Mythologie. Cet attrait pour la montagne, dans laquelle elle «se tire» dès qu’elle a «trop de problèmes», transpire dans plusieurs des oeuvres de l’autrice qui «déteste dessiner des immeubles». Elle se dit très influencée par l’écrivain suisse Charles-Ferdinand Ramuz, précurseur de Jean Giono, dont un certain nombre des romans se nichent dans les Alpes, mais aussi par la mythologie comparative qu’elle découvre grâce au professeur américain Joseph Campbell, «et puis tout ce qui est surnaturel, ça me plaît bien», admet-elle, citant aussi sa fascination pour Häxan, film suédois muet de 1922 sur les origines de la sorcellerie.
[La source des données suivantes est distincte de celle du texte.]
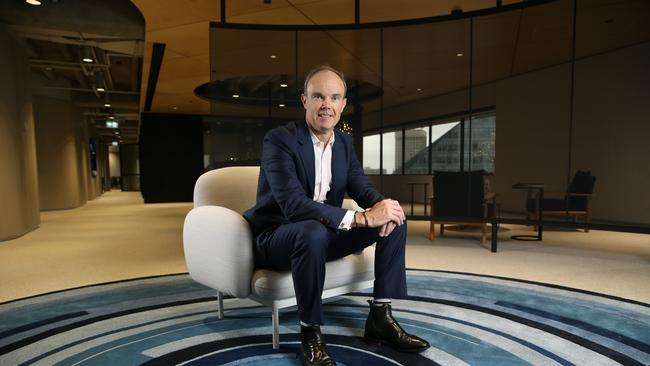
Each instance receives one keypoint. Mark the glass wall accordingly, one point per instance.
(424, 96)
Mais si elle concède «un truc un peu magique» et même «thérapeutique» dans ses balades solitaires, elle est bien loin de romantiser la nature ; cette dernière, chez Peggy Adam, n’est pas le refuge que pourraient indiquer les teintes chaleureuses de ses aquarelles, mais un lieu de cruauté aléatoire où la mort est plutôt une péripétie ordinaire qu’un point d’orgue narratif et ne met pas forcément un terme au récit; les fantômes y restent bien présents. «Oui j’aime bien les morts-vivants», s’amuse-t-elle –et nous dessinera en guise de dédicace un chat éventré qui parle. L’autrice a «eu beaucoup de morts» dans sa famille quand elle était jeune et sa fille, adolescente, vient de vaincre une grave maladie. «Je ne dis pas que c’est naturel parce qu’on ne s’y fait jamais et que c’est toujours douloureux, mais il faut apprendre à vivre avec. […] J’ai peur que les gens que j’aime autour de moi meurent, mais en montagne, j’ai moins peur.» Son héroïne est clairement inspirée de sa fille, «une ado combative, un exemple pour moi. Je suis contente d’avoir une fille qui s’indigne».